Did it bother me that she’d gone after them at all or that she hadn’t mentioned either incident to me—making a move on Watson, hooking up with Holmes? It wasn’t as if she normally gave me a detailed account of her every maneuver… but I suspected she’d made a conscious decision to keep this to herself. I could even understand why. Things hadn’t been quite as steady between the two of us since the night we’d shared together in London.
It was harder to tamp down desires after they’d had a little room to breathe and grow.
Jemma had made the boundaries of our partnership clear. Any trouble I had with maintaining that distance was on me.
I forced my hands to relax on the wheel. Lestrade was flipping through a notepad.
“You know, we haven’t seen any more of those strange light effects around her this time around. What do you make of that?”
Watson cocked his head. “We did conclude they had to be coming from someone other than her. That someone probably stayed in London. Maybe it really was some conference-goer who was envious of the time she was spending with us—nothing to do with her personally at all.”
“Maybe,” Lestrade said with a frown. I’d have liked to see the look on their faces if they’d had to deal with the actual monsters Jemma was taking on. Maybe the things would eat the two of them, and Holmes too, and save us any more hassle.
The police station came into view up ahead. “Here we are,” I said.
“Good luck with the lab coats,” Lestrade said to Watson flippantly. The detective inspector climbed out.
Watson leaned forward. “I need to get to the university hospital now.”
“Of course.”
I pulled back into traffic, needing a few seconds to work out the best route based on my memory of the city maps. The police station had made sense. What information did the Londoners think they were going to get out of the city’s main hospital that would help them figure out Jemma’s plans?
I’d just have to find out. That was what she neede
d from me. These three would outlive their usefulness soon enough, and then we could move on completely.
“Are you sick?” I asked. “I have lived here a long time. If there’s something specific you need, I might be able to suggest a place not so busy as the hospital.”
“That’s all right, but thank you,” Watson said. “I’m not going for treatment, just to look at some records. I understand the hospital is associated with the Ministry of Health.”
“Ah, I see, indeed,” I said with an agreeable bob of my head. “Well, if there is anything else you’re looking to know—even about areas farther abroad. Before I settled down here, I lived many places around the country.”
Watson stayed quiet for long enough that I thought I hadn’t hooked him. But he was obviously a little desperate for information. I could only imagine what they’d made of the odd story Jemma had slyly laid out for them.
“Have you always lived in cities?” he asked. “Did you ever spend much time in the countryside—near the mountains, maybe?”
“Oh, yes. In my younger days I liked to adventure. I’ve been many places, talked to many people.”

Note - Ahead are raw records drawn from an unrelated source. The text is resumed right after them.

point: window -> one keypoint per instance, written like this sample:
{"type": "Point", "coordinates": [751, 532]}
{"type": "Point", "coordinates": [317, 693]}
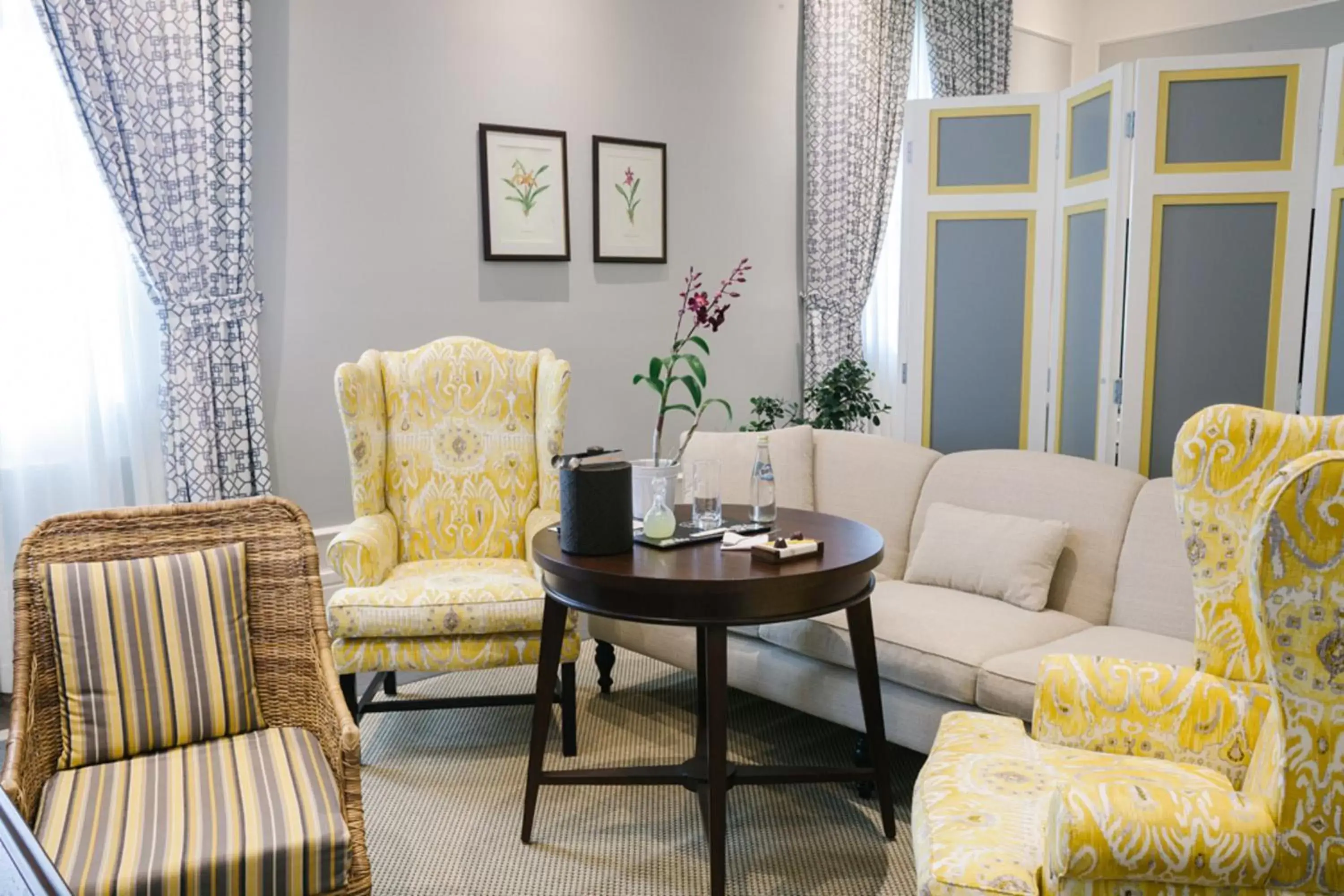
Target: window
{"type": "Point", "coordinates": [78, 334]}
{"type": "Point", "coordinates": [882, 314]}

He worried at his lower lip for a moment. “Did you ever hear any strange stories—about things happening on or near any of the mountains?”
“Hmm.” I sucked in a breath slowly as if thinking it over. I couldn’t point him in the right direction since I didn’t know what that was. Jemma and I were counting on his bunch figuring that out. I could at least give him an encouraging nudge that there was something to find.
“There was one place, years ago, people in town talked about things disappearing now and then,” I said. “They didn’t know why. The custom was to say the fae folk from the mountain took it. Silly tales. Not what you’re looking for.”
“There might be something to it,” Watson said, eagerly enough that I had to suppress another smile. “Which town was that?”
“I can’t remember for sure. I moved around so much back then. It was very close to the foot of the mountain—that much I can picture.”